The first successful practical application of pathway analysis for a metabolic engineering application was the optimization of 3-deoxy-d-arabino-heptulosonate-7-phosphate (DAHP) production in E. coli (Liao et al., 1996). A recent application was the development of high-ethanol-producing E. coli strains (Trinh et al., 2008). These approaches consist essentially in the deletion of reactions involved in pathways with low yields of the product of interest and the overexpression of reactions involved in the pathways with high yields. However, as Liao and co-workers highlighted in their paper (Liao et al., 1996), there are also examples of unsuccessful overexpression strategies deduced from the EFM approach.
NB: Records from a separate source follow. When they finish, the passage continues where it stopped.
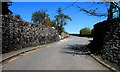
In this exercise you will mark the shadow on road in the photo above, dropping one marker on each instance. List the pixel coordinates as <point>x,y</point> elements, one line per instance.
<point>76,49</point>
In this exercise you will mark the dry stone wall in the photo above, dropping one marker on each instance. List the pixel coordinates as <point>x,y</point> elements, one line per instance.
<point>17,34</point>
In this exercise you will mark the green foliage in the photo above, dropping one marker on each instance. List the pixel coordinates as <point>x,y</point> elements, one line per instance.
<point>85,31</point>
<point>61,20</point>
<point>17,16</point>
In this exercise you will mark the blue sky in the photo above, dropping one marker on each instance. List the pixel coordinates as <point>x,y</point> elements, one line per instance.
<point>79,19</point>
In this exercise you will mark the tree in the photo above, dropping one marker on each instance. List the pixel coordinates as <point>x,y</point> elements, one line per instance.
<point>17,16</point>
<point>47,22</point>
<point>96,11</point>
<point>85,32</point>
<point>61,20</point>
<point>39,16</point>
<point>5,10</point>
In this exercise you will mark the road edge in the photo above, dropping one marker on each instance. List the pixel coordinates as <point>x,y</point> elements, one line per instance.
<point>104,64</point>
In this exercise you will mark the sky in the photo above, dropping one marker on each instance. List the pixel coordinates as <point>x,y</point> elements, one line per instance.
<point>79,19</point>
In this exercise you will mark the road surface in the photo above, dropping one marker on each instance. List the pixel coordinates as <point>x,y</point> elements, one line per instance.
<point>68,54</point>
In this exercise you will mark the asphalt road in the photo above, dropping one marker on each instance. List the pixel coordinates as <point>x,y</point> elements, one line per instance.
<point>68,54</point>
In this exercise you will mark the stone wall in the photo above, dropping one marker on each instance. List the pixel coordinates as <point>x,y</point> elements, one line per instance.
<point>19,34</point>
<point>106,40</point>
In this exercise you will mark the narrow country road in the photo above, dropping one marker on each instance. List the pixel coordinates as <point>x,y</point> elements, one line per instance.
<point>68,54</point>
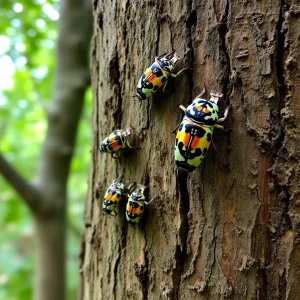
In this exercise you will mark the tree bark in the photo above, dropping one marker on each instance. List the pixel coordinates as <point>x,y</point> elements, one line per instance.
<point>230,229</point>
<point>47,195</point>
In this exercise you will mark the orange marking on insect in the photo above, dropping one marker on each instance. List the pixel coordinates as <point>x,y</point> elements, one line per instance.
<point>186,139</point>
<point>148,72</point>
<point>195,143</point>
<point>152,78</point>
<point>112,138</point>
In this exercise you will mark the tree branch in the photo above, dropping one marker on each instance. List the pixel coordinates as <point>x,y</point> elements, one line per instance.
<point>28,193</point>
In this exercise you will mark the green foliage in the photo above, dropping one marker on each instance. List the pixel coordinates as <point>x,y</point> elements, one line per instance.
<point>28,31</point>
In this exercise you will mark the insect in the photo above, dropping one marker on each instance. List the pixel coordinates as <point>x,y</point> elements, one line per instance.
<point>112,196</point>
<point>157,75</point>
<point>136,204</point>
<point>116,141</point>
<point>194,134</point>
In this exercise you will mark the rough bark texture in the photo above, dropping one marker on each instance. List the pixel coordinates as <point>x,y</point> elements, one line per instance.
<point>230,230</point>
<point>47,196</point>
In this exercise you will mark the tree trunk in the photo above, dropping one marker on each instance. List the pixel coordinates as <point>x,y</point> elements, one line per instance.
<point>47,196</point>
<point>230,229</point>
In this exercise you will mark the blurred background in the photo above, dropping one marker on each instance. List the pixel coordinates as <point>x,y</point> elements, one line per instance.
<point>28,35</point>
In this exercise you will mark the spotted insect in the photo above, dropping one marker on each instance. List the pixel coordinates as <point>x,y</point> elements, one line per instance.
<point>116,141</point>
<point>195,132</point>
<point>112,196</point>
<point>136,204</point>
<point>157,75</point>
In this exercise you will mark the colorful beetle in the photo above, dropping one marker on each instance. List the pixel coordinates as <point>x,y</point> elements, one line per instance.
<point>136,204</point>
<point>112,196</point>
<point>195,132</point>
<point>157,75</point>
<point>116,141</point>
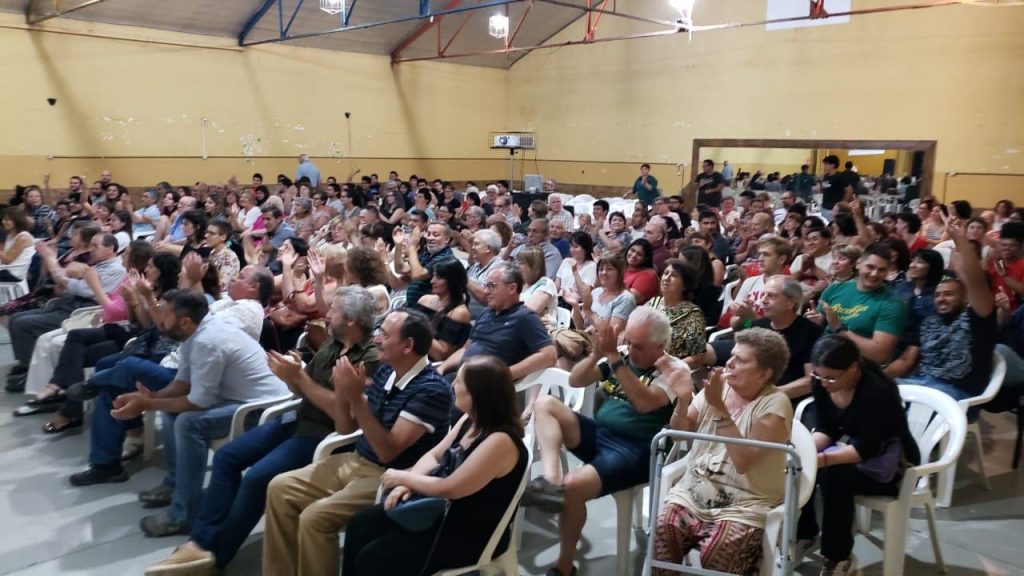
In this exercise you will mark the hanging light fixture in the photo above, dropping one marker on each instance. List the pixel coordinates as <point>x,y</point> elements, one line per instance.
<point>685,9</point>
<point>333,7</point>
<point>499,26</point>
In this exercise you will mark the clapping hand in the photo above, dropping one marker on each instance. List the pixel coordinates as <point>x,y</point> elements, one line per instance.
<point>349,381</point>
<point>834,322</point>
<point>131,405</point>
<point>604,338</point>
<point>316,265</point>
<point>713,393</point>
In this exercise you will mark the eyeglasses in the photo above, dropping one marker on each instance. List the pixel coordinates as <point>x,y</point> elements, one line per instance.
<point>823,380</point>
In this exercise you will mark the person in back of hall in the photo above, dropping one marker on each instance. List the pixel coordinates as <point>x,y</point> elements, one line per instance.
<point>233,503</point>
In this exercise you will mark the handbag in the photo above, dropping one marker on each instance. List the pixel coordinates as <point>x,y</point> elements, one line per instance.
<point>421,512</point>
<point>888,464</point>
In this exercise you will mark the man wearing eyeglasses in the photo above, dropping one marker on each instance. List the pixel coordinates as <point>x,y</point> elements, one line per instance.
<point>507,329</point>
<point>951,350</point>
<point>27,327</point>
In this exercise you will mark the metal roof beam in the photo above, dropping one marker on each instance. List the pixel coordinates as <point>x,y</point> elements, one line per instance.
<point>366,26</point>
<point>33,19</point>
<point>254,19</point>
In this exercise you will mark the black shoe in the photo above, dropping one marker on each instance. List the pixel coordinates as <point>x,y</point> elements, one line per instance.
<point>99,475</point>
<point>15,385</point>
<point>81,392</point>
<point>157,497</point>
<point>542,494</point>
<point>157,526</point>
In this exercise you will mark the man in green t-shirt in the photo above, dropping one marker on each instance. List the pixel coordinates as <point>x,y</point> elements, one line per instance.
<point>864,310</point>
<point>614,445</point>
<point>645,188</point>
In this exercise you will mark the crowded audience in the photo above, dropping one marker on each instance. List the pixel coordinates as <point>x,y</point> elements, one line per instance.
<point>406,313</point>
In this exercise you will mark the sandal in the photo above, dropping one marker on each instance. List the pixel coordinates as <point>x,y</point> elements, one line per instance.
<point>57,397</point>
<point>51,427</point>
<point>29,410</point>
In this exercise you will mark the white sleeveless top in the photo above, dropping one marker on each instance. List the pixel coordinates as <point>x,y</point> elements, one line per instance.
<point>19,268</point>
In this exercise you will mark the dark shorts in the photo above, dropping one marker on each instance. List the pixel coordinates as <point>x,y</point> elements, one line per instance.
<point>621,462</point>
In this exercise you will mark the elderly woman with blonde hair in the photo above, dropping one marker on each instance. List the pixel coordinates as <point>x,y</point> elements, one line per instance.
<point>720,503</point>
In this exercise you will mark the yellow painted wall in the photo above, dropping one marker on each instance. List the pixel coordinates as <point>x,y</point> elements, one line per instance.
<point>950,74</point>
<point>134,106</point>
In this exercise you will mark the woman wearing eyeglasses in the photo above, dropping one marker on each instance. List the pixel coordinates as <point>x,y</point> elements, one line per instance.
<point>863,443</point>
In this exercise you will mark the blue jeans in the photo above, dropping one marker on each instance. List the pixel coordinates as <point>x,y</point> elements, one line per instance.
<point>950,389</point>
<point>1015,367</point>
<point>109,433</point>
<point>233,503</point>
<point>186,443</point>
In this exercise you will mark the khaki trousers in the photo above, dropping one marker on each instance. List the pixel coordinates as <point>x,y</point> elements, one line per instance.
<point>306,508</point>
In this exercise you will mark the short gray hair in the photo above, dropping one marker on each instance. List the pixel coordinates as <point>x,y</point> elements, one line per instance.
<point>358,304</point>
<point>657,323</point>
<point>770,350</point>
<point>489,238</point>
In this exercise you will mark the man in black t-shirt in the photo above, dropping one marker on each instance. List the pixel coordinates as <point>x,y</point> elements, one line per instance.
<point>951,350</point>
<point>710,186</point>
<point>835,186</point>
<point>782,301</point>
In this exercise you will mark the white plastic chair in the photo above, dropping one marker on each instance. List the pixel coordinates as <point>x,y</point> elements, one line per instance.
<point>802,440</point>
<point>507,563</point>
<point>944,487</point>
<point>333,442</point>
<point>936,421</point>
<point>719,335</point>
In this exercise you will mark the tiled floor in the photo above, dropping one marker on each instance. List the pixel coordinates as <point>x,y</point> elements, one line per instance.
<point>47,527</point>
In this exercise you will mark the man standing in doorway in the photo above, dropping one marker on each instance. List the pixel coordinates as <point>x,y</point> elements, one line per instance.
<point>307,170</point>
<point>645,187</point>
<point>710,186</point>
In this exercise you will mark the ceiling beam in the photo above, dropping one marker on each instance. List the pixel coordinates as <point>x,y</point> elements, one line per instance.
<point>421,30</point>
<point>365,26</point>
<point>33,19</point>
<point>254,19</point>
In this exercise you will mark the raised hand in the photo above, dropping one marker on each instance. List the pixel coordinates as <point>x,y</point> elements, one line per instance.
<point>316,265</point>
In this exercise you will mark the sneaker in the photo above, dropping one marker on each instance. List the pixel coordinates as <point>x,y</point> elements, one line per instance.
<point>99,475</point>
<point>157,526</point>
<point>804,545</point>
<point>185,561</point>
<point>542,494</point>
<point>81,392</point>
<point>132,448</point>
<point>157,497</point>
<point>841,568</point>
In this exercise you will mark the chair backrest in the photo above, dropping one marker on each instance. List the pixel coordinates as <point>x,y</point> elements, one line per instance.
<point>721,334</point>
<point>564,317</point>
<point>994,383</point>
<point>802,440</point>
<point>935,418</point>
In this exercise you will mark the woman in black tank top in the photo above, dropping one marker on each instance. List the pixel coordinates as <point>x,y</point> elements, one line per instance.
<point>477,467</point>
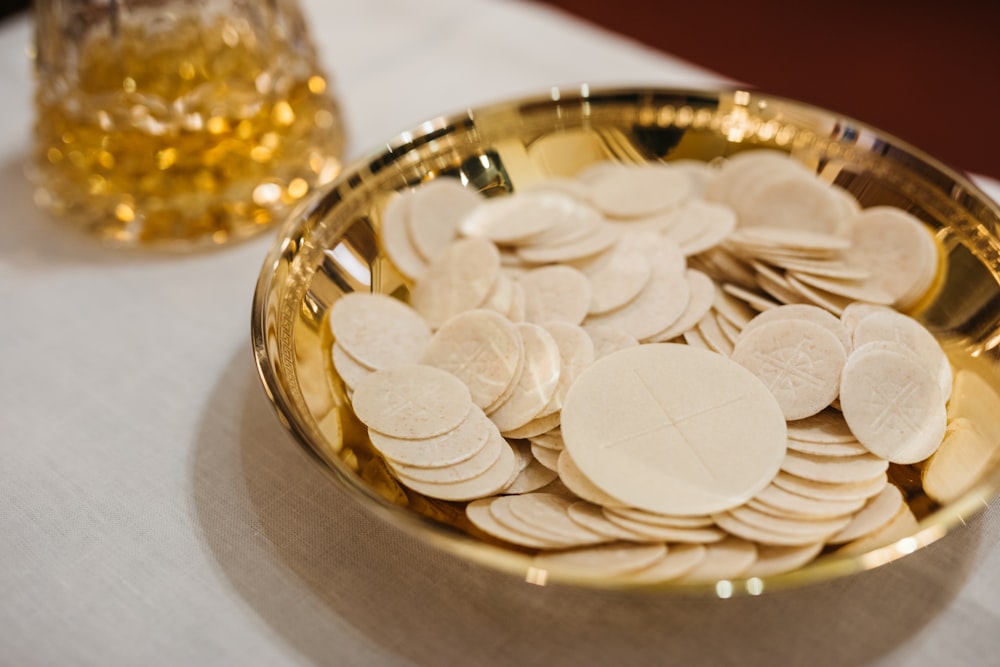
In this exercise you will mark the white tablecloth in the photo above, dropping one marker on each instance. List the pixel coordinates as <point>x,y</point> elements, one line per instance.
<point>154,512</point>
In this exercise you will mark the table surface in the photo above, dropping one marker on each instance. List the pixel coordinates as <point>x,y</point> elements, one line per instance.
<point>154,512</point>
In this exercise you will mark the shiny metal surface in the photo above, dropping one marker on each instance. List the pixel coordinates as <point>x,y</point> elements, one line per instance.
<point>330,246</point>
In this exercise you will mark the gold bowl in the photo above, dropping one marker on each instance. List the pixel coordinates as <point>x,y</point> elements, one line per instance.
<point>331,247</point>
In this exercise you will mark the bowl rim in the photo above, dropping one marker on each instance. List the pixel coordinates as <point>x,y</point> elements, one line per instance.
<point>458,544</point>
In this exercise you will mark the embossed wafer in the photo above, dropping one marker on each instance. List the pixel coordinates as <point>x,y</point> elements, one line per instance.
<point>659,444</point>
<point>650,449</point>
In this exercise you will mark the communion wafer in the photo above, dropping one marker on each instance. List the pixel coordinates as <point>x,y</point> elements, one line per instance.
<point>893,405</point>
<point>701,296</point>
<point>672,429</point>
<point>678,561</point>
<point>461,279</point>
<point>411,401</point>
<point>876,513</point>
<point>628,256</point>
<point>377,330</point>
<point>534,476</point>
<point>488,483</point>
<point>437,208</point>
<point>778,501</point>
<point>602,560</point>
<point>798,360</point>
<point>772,560</point>
<point>730,558</point>
<point>395,236</point>
<point>454,446</point>
<point>478,512</point>
<point>592,516</point>
<point>482,349</point>
<point>473,466</point>
<point>537,382</point>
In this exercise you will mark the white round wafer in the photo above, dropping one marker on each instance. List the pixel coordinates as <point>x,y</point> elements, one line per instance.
<point>709,328</point>
<point>732,309</point>
<point>827,426</point>
<point>960,461</point>
<point>730,558</point>
<point>533,476</point>
<point>742,170</point>
<point>799,361</point>
<point>608,338</point>
<point>478,512</point>
<point>659,305</point>
<point>808,312</point>
<point>576,352</point>
<point>776,500</point>
<point>395,236</point>
<point>793,202</point>
<point>489,483</point>
<point>772,560</point>
<point>548,513</point>
<point>579,484</point>
<point>630,191</point>
<point>678,561</point>
<point>438,207</point>
<point>673,429</point>
<point>900,526</point>
<point>450,448</point>
<point>537,382</point>
<point>742,529</point>
<point>700,535</point>
<point>857,311</point>
<point>835,303</point>
<point>482,349</point>
<point>471,467</point>
<point>411,401</point>
<point>537,426</point>
<point>618,279</point>
<point>803,527</point>
<point>858,290</point>
<point>893,405</point>
<point>350,370</point>
<point>877,512</point>
<point>754,300</point>
<point>853,448</point>
<point>699,225</point>
<point>592,517</point>
<point>836,470</point>
<point>911,336</point>
<point>831,490</point>
<point>524,217</point>
<point>462,279</point>
<point>598,239</point>
<point>701,296</point>
<point>604,560</point>
<point>501,299</point>
<point>792,241</point>
<point>897,248</point>
<point>555,294</point>
<point>377,330</point>
<point>548,458</point>
<point>657,519</point>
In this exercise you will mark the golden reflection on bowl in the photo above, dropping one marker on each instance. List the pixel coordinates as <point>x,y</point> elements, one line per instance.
<point>330,247</point>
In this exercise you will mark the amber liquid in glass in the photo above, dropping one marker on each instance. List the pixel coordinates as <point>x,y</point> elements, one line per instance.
<point>201,134</point>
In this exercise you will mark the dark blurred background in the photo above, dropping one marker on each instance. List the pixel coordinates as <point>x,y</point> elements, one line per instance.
<point>925,71</point>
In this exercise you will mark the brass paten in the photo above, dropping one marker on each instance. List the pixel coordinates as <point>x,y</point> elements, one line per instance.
<point>331,247</point>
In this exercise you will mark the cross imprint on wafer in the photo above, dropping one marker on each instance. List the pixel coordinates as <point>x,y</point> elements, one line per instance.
<point>896,406</point>
<point>673,423</point>
<point>788,365</point>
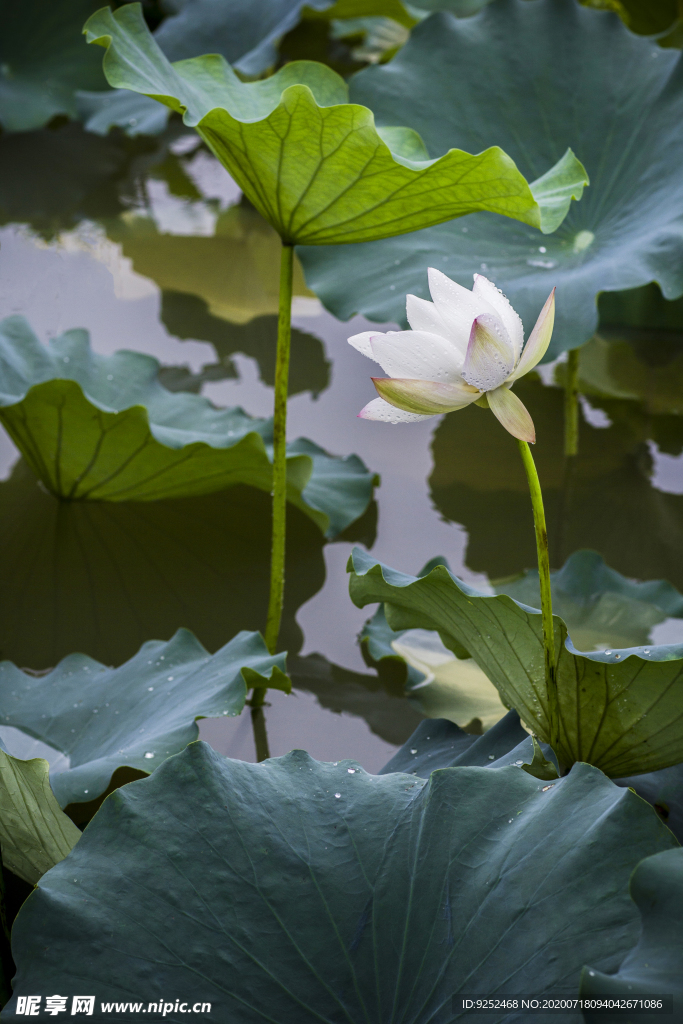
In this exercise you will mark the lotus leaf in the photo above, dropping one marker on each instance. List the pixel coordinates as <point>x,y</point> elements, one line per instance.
<point>43,61</point>
<point>619,709</point>
<point>440,743</point>
<point>525,75</point>
<point>34,830</point>
<point>312,164</point>
<point>315,878</point>
<point>653,967</point>
<point>104,577</point>
<point>608,503</point>
<point>188,316</point>
<point>236,270</point>
<point>103,428</point>
<point>136,715</point>
<point>246,34</point>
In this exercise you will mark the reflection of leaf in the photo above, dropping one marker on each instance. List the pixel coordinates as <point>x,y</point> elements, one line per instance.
<point>103,428</point>
<point>103,577</point>
<point>34,830</point>
<point>525,76</point>
<point>619,709</point>
<point>136,715</point>
<point>244,32</point>
<point>43,61</point>
<point>340,689</point>
<point>599,605</point>
<point>236,271</point>
<point>393,894</point>
<point>54,178</point>
<point>653,967</point>
<point>609,505</point>
<point>312,164</point>
<point>187,316</point>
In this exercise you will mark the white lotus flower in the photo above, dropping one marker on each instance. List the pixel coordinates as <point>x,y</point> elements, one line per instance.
<point>462,347</point>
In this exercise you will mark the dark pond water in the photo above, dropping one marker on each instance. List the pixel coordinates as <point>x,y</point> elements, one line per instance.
<point>146,245</point>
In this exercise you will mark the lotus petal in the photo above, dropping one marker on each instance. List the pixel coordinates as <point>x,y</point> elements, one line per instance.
<point>494,296</point>
<point>382,412</point>
<point>491,356</point>
<point>539,340</point>
<point>512,413</point>
<point>418,355</point>
<point>424,397</point>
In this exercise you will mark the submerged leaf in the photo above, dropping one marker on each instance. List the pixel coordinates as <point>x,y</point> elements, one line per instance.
<point>314,165</point>
<point>35,834</point>
<point>103,428</point>
<point>619,709</point>
<point>135,716</point>
<point>333,892</point>
<point>525,76</point>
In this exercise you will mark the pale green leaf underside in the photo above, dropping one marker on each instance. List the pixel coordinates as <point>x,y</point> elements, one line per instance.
<point>35,834</point>
<point>104,429</point>
<point>309,892</point>
<point>620,711</point>
<point>135,715</point>
<point>315,165</point>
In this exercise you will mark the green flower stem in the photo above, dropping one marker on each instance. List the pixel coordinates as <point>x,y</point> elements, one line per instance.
<point>279,491</point>
<point>571,404</point>
<point>546,596</point>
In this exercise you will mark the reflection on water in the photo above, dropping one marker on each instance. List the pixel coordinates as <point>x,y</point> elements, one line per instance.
<point>147,244</point>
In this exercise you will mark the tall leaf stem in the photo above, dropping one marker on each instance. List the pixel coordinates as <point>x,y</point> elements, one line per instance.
<point>571,404</point>
<point>546,596</point>
<point>278,544</point>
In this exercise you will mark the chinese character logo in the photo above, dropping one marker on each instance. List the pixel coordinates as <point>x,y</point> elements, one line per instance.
<point>83,1005</point>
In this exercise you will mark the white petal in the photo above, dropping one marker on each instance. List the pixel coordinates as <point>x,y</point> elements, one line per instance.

Extreme pathways (EPs) are the elements of the convex basis that characterizes the solution space (Schilling et al., 2000). They are a subset of the EFMs and none of them can be expressed as a positive linear combination of the others. Schilling and colleagues (2000) showed how the projection of the different EPs on a plane defined by the input fluxes of oxygen and the carbon source defines several differentiated regions in the phenotypic phase plane.

Algorithms for in silico strain optimization

Traditionally, the improvement of the industrial strains producing valuable compounds was carried out by inducing random mutations and selecting the strains that showed improvements in the production yield. This iterative blind method allowed obtaining high-yield microorganisms; however, the availability of reconstructed metabolic networks allows much more rational and efficient approaches to the problem.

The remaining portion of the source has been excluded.